Sabtu, 06 Juni 2015

Cerpen Orang-orang Tak Bersalah



Orang-orang Tak Bersalah

 

Sudah enam bulan kamar itu kosong, tapi bukan tak berpenghuni. Kamar itu masih berpenghuni karena barang-barang milik penghuninya masih berada di tempatnya. Hanya saja selama sekian bulan itu, penghuninya tidak pernah pulang. Penghuninya tidak memberi kabar sedikit pun, apakah akan kembali ke kamar itu atau tidak.
Radio dan buku-buku yang berada di atas meja kecil di sudut ruangan sudah terbungkus oleh debu. Baju-baju kotor yang tergantung di dinding sudah menjadi sarang laba-laba. Ampas kopi dan puntung rokok sudah mengering di dasar gelas. Bau makanan busuk dari piring di bawah kolong ranjang membuat ruang kamar itu bertambah pengap.
Wanita separuh baya itu masuk ke dalam kamar itu dengan langkah perlahan seraya memerhatikan lekat-lekat seluruh sudut kamar. Dan ia menutup hidungnya dengan tisu yang memang sudah dipersiapkannya. Karena ia sudah mengira suasana kamar itu akan seperti apa yang dilihatnya sekarang.
Pandangan wanita separuh baya itu pun tertumbuk pada secarik foto yang tertempel di dinding. Foto itu memperagakan bagaimana si penghuni kamar dengan beberapa orang di dekatnya mengacungkan kepalan tangan ke udara. Di samping foto itu juga tertera seberkas berita dari koran lokal, ”Deklarasi Pemuda Revolusioner Digerebek polisi!” Wanita itu pun melihat penghuni kamarnya berada dalam foto di koran itu diborgol dan digiring oleh dua-tiga polisi menaiki sebuah mobil tahanan.

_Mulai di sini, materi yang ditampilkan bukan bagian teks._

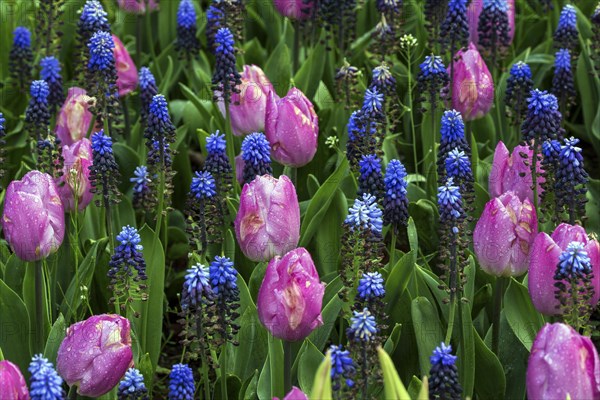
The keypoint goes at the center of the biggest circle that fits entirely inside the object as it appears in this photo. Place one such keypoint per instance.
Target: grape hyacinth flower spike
(187, 44)
(518, 86)
(21, 57)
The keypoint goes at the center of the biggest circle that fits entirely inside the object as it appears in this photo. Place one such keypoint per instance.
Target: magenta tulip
(34, 217)
(563, 364)
(290, 297)
(74, 185)
(294, 9)
(12, 383)
(294, 394)
(472, 86)
(127, 76)
(504, 234)
(268, 221)
(248, 107)
(75, 118)
(512, 172)
(292, 128)
(138, 6)
(473, 13)
(95, 354)
(544, 258)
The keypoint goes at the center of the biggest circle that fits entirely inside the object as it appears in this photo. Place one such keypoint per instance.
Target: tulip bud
(138, 6)
(34, 219)
(127, 77)
(268, 221)
(504, 234)
(75, 117)
(95, 354)
(295, 9)
(562, 364)
(75, 180)
(12, 383)
(472, 86)
(512, 172)
(248, 107)
(544, 258)
(292, 128)
(473, 12)
(290, 297)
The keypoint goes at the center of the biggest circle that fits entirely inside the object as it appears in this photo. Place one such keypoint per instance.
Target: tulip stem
(39, 306)
(287, 366)
(496, 314)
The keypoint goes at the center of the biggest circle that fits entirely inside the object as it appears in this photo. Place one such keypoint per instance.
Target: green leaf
(319, 204)
(321, 389)
(522, 316)
(490, 381)
(14, 320)
(392, 385)
(309, 360)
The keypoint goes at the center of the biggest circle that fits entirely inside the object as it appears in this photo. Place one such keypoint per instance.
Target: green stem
(39, 307)
(287, 366)
(496, 314)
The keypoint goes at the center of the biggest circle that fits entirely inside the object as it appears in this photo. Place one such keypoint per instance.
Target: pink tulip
(138, 6)
(512, 172)
(294, 9)
(294, 394)
(75, 180)
(563, 364)
(504, 234)
(268, 221)
(12, 383)
(290, 297)
(74, 118)
(472, 86)
(545, 255)
(95, 354)
(473, 13)
(247, 107)
(127, 77)
(292, 128)
(34, 217)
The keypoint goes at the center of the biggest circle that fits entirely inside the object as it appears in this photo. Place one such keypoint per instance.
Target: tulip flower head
(33, 221)
(44, 382)
(443, 375)
(12, 382)
(95, 354)
(562, 364)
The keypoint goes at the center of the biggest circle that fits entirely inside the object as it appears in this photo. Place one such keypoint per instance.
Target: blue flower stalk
(127, 270)
(395, 200)
(181, 383)
(204, 217)
(187, 43)
(101, 77)
(362, 336)
(132, 386)
(493, 28)
(21, 58)
(563, 83)
(574, 286)
(566, 35)
(148, 89)
(256, 153)
(571, 178)
(342, 370)
(518, 86)
(370, 179)
(443, 375)
(45, 383)
(50, 72)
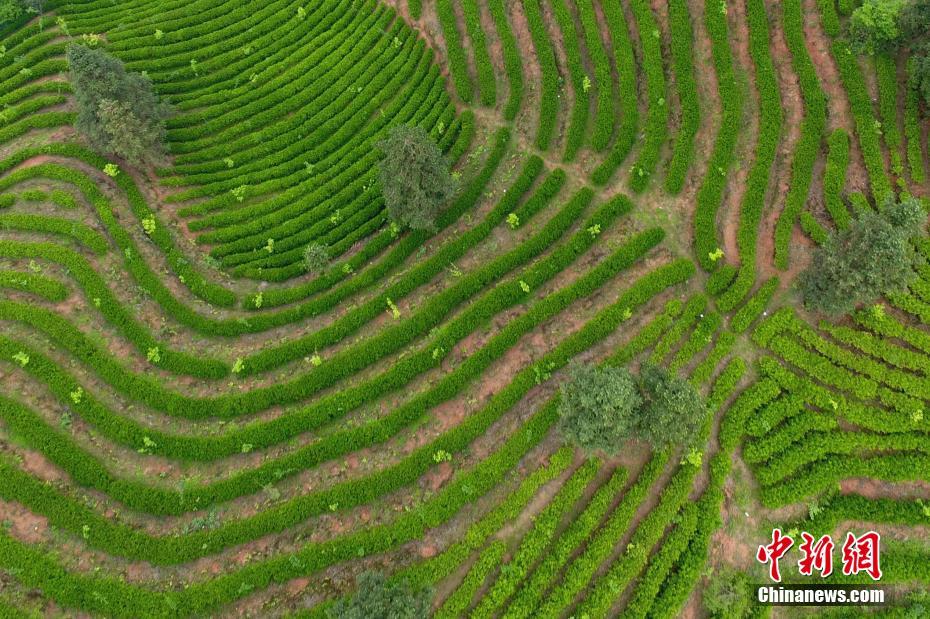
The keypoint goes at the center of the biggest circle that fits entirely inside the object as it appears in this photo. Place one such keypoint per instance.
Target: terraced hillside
(191, 424)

Sekarang semakin jelas bagi wanita itu, kenapa penghuni kamarnya tidak pernah pulang. Mungkin sekarang berada di dalam tahanan polisi. Tapi apa sebenarnya yang dilakukan pemuda itu hingga harus ditangkap polisi? Maka ia pun mencoba mereka-reka makna dari judul tulisan Deklarasi Pemuda Revolusioner itu, yang hanya mengingatkannya pada apa yang pernah diucapkan oleh Presiden Pertama Soekarno, ketika ia masih remaja.

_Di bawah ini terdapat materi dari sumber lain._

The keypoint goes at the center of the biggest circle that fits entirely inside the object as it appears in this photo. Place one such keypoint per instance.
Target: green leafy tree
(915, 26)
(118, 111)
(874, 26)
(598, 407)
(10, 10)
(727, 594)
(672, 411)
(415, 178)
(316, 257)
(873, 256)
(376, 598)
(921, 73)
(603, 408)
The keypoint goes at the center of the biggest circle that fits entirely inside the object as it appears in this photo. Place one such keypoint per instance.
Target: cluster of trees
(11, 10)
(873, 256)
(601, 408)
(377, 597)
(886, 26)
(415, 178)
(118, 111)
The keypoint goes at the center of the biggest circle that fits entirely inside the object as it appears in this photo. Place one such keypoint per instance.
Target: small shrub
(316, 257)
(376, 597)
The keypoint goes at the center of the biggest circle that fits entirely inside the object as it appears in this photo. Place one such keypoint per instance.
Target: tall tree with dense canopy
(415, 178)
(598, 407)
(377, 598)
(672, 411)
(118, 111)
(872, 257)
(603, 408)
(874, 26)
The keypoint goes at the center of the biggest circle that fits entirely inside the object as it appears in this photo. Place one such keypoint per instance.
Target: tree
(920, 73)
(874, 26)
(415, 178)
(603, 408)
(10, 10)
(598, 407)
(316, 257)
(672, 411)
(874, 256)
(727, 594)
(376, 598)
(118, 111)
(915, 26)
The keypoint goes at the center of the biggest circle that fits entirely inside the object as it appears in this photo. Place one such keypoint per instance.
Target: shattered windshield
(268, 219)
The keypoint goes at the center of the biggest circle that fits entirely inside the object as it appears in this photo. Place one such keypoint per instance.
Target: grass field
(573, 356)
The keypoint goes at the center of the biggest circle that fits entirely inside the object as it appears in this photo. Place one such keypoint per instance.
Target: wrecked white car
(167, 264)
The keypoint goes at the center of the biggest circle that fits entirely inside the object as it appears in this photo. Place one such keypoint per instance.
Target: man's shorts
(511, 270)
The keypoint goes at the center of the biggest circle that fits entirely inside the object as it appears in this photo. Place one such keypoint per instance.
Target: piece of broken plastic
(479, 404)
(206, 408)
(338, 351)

Pada masa itu, ia sering mendengar teriakan-teriakan anak-anak muda di jalanan atau pidato-pidato pemimpin pada saat itu selalu menyebutkan kata-kata revolusioner. Ia sendiri tidak begitu memahami makna dari kata itu. Hanya saja pada saat itu, para pemuda atau orang yang tidak bersikap revolusioner, berarti menentang pemerintahan pada saat itu. Bahkan tidak jarang dituduh sebagai agen imperialis. Agen Amerika dan Inggris.
Dan ayahnya, yang pada saat itu menjabat sebagai Kepala Jawatan Kereta Api, dituduh tidak bersikap revolusioner, diadukan oleh salah seorang bawahannya ke pihak kepolisian sehingga kemudian dicopot dari jabatannya dan dijebloskan ke dalam penjara selama beberapa bulan. Sedangkan harta benda milik mereka dirampas oleh para pemuda dengan alasan disita atas nama negara karena semuanya hasil korupsi.

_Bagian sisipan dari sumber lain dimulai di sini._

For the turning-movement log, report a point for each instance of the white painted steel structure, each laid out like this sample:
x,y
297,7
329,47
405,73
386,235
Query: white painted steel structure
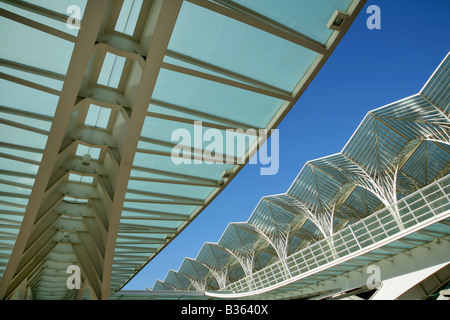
x,y
87,116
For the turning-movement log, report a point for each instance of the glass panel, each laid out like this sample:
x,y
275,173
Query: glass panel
x,y
97,117
307,17
214,98
111,71
30,46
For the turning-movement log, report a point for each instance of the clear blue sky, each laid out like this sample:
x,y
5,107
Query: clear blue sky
x,y
368,69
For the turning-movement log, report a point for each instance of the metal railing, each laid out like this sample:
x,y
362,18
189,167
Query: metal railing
x,y
381,227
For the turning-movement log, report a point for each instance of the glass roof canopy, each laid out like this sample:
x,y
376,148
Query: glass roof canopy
x,y
396,150
87,117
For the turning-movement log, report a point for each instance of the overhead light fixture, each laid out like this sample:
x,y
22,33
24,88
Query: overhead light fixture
x,y
337,20
86,160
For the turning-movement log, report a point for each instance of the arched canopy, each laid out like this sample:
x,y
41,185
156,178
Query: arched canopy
x,y
396,150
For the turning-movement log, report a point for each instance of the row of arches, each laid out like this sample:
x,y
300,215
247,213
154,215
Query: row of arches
x,y
396,150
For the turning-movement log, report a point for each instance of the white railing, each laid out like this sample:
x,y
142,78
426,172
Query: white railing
x,y
403,216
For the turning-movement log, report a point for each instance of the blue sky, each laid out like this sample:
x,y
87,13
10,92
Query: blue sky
x,y
368,69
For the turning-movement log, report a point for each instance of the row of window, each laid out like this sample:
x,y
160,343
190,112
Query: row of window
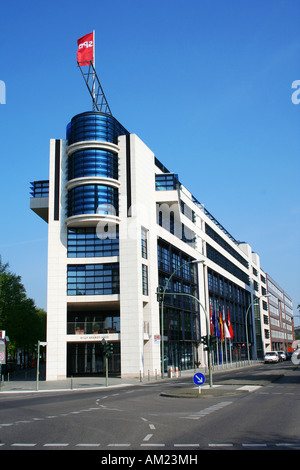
x,y
219,259
170,259
93,162
93,279
212,234
94,126
93,199
86,243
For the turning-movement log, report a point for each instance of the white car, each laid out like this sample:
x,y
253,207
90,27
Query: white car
x,y
271,356
282,355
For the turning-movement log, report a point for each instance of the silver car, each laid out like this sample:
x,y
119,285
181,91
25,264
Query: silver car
x,y
271,356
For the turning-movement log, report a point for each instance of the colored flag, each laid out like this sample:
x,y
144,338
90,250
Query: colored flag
x,y
229,325
215,320
85,51
221,325
211,323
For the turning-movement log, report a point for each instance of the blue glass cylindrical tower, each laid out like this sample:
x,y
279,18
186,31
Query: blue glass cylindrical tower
x,y
93,169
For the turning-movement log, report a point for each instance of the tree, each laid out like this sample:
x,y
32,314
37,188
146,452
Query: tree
x,y
23,322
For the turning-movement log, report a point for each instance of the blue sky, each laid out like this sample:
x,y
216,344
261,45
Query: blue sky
x,y
206,84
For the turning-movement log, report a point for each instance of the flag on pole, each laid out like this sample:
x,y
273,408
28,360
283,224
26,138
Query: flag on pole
x,y
226,331
85,51
221,325
215,320
229,325
211,323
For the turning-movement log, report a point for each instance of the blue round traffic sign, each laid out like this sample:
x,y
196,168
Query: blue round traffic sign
x,y
199,379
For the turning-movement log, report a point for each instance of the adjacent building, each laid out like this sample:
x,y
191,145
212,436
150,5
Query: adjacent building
x,y
121,226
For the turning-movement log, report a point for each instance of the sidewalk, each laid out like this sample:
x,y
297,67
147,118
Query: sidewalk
x,y
221,386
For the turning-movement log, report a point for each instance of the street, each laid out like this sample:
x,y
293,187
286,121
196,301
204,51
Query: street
x,y
259,415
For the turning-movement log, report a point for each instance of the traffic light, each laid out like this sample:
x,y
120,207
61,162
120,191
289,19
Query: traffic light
x,y
108,349
213,342
205,341
159,294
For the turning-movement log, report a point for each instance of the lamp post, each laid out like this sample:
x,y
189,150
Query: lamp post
x,y
162,311
246,322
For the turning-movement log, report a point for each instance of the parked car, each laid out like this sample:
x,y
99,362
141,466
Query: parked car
x,y
282,355
271,356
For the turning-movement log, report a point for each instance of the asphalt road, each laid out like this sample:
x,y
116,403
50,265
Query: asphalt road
x,y
253,409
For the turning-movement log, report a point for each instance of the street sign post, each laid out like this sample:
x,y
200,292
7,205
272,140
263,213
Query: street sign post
x,y
199,380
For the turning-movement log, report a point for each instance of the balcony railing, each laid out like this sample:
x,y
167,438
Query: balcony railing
x,y
39,188
88,328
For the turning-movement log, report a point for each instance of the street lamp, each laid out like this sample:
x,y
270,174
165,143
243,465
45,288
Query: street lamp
x,y
248,309
162,310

Ekonomi keluarganya kemudian berantakan, apalagi setelah ayahnya meninggal dalam tahanan karena tidak tahan menderita. Hingga mereka yang semula serba kecukupan, terjadi sebaliknya. Satu per satu harta benda keluarga yang masih tersisa, baju, seprai, sendok makan, dan lainnya dijual ke tukang loak untuk makan sehari-hari. Untuk dibelikan beberapa kilo singkong, kemudian direbus dan dimakan dengan sambal secara bersama-sama. Dan meskipun mereka hanya makan singkong yang dijatah di setiap piring di atas meja, mereka tidak bisa meninggalkan kebiasaan lama mereka, jika mereka selalu harus makan tepat waktu. Siapa yang terlambat makan, maka yang terlambat itu tidak diperbolehkan makan hingga menjelang makan malam.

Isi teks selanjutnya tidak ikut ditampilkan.